Workflows

Bisect Regression Triage Workflow

When something recently broke but ownership is unclear, use git bisect to isolate the first bad commit quickly and reproducibly.

Who This Is For
  • Teams turning commands into repeatable routines
  • Readers who need sequencing, branch, and sync discipline
Prerequisites
  • Basic understanding of fetch, pull, push, and branches
  • A sense of how and why branches diverge
Common Risks
  • Copying a workflow without checking branch state
  • Choosing the wrong integration path on shared branches

For many regressions, the longest phase is not fixing but identifying which commit introduced the break. git bisect replaces linear guessing with logarithmic narrowing.

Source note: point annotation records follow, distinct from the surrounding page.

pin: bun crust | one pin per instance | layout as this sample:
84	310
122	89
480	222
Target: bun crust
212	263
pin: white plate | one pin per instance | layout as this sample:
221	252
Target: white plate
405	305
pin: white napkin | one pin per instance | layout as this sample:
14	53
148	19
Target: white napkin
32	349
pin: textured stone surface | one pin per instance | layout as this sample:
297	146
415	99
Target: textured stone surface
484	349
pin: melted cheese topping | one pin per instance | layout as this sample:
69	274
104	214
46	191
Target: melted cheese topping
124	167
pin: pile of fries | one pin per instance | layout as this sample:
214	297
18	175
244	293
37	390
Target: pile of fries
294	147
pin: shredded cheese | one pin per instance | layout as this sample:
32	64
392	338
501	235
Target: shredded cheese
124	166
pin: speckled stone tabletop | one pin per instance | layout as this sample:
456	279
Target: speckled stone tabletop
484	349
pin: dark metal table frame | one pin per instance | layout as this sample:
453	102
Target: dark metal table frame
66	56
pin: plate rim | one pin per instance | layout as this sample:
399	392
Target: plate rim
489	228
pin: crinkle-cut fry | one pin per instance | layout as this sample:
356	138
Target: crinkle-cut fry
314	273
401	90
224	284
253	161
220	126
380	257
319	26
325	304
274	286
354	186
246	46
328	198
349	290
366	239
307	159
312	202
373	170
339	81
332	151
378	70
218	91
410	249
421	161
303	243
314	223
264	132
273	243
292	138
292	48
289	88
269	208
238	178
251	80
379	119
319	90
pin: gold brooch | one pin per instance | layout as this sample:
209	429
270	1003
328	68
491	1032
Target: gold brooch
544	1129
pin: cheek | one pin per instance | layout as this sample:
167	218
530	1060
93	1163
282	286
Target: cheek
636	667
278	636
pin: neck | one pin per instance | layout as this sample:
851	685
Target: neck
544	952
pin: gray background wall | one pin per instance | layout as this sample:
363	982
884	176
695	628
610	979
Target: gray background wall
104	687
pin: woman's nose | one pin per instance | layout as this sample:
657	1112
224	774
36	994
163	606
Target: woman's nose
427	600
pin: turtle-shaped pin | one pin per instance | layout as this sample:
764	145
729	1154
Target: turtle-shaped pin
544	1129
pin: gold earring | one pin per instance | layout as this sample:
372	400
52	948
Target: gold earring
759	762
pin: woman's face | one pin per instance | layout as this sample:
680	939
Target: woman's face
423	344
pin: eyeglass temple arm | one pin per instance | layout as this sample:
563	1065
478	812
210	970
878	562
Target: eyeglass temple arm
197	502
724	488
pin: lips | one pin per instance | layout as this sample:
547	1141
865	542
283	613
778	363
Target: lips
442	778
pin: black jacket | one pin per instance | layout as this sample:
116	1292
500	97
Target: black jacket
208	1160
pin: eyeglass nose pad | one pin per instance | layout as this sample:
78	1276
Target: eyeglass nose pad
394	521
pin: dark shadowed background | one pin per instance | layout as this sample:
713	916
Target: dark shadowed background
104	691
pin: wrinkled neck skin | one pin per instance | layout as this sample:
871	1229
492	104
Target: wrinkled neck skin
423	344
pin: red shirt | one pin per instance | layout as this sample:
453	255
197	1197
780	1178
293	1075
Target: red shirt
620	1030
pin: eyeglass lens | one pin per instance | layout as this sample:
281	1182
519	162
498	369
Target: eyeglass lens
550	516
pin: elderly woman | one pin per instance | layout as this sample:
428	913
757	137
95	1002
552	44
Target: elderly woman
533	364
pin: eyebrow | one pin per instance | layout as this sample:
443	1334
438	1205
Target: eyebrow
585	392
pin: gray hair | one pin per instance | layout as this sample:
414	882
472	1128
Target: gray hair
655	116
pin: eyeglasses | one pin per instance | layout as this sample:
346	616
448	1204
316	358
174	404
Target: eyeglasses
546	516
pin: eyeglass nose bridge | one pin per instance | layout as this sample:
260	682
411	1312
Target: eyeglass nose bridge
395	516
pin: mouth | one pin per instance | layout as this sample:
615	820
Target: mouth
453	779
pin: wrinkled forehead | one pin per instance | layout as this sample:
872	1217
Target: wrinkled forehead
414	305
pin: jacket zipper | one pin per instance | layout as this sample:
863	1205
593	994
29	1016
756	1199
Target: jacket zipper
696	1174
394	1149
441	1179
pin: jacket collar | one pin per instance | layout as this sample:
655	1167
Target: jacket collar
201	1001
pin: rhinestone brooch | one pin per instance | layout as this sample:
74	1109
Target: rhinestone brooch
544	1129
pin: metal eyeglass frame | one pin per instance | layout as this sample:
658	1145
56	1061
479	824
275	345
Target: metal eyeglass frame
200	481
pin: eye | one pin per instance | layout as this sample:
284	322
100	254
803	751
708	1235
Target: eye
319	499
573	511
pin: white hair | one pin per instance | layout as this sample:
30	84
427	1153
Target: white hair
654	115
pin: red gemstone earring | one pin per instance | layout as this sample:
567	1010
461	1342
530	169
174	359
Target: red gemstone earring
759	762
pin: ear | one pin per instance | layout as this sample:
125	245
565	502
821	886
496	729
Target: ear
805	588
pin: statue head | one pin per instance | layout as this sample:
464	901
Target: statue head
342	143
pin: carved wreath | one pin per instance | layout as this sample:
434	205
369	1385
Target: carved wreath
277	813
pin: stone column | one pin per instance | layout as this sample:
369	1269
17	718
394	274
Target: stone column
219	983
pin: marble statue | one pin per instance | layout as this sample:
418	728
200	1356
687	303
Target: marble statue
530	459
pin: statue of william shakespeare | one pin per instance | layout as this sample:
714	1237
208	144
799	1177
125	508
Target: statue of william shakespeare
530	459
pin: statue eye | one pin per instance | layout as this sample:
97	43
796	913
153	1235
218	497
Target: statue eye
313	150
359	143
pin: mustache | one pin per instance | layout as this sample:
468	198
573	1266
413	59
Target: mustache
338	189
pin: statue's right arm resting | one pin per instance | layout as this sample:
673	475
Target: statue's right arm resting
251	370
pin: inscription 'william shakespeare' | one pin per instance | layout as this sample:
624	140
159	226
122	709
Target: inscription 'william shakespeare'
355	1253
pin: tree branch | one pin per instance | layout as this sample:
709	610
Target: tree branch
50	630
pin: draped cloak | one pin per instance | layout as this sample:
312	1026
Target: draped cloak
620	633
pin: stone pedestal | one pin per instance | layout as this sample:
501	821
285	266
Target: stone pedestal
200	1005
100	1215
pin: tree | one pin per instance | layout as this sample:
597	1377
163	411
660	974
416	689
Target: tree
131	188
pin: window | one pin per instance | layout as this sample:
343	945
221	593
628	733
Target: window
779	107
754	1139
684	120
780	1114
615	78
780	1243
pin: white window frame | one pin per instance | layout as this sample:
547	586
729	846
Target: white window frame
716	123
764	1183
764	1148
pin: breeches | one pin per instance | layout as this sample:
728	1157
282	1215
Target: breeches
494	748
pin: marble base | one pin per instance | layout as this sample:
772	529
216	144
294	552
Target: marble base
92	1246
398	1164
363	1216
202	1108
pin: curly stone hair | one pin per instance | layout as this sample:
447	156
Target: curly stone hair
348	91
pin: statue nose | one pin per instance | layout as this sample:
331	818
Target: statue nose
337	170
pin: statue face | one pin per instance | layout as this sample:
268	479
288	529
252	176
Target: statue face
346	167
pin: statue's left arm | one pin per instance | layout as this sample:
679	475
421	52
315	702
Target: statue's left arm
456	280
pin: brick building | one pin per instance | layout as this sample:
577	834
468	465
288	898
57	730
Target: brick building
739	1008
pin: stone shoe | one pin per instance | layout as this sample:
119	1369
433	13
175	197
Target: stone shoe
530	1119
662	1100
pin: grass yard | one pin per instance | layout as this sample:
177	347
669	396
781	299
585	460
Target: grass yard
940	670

The bisect narrowing pathStart with one known good and one known bad point, test midpoint commits, and classify each result until convergence on the first bad commit.
Inputs
reproducible bad stateverified good staterepeatable test check
Outputs
first bad commitclean root-cause trailfaster repair decisions
The critical requirement is stable reproducibility.

When to start bisect

  • the regression is confirmed but commit range is wide
  • manual log scanning is too slow or inconclusive
  • you can define a clear pass/fail check for each midpoint

Setup checklist before running

  1. Reproduce the issue reliably on your machine or CI.
  2. Identify one known good commit and one known bad commit.
  3. Prepare a repeatable verification command.

Core sequence

git bisect start
git bisect bad
git bisect good <good-commit>

At each midpoint, run your verification:

# example
npm test -- login-regression

Then classify:

git bisect bad
# or
git bisect good

Once converged:

git show
git bisect reset

Prefer automated bisect when possible

If your check is scriptable:

git bisect start <bad-commit> <good-commit>
git bisect run ./scripts/repro-check.sh

Automation removes human inconsistency and turns triage into reusable infrastructure.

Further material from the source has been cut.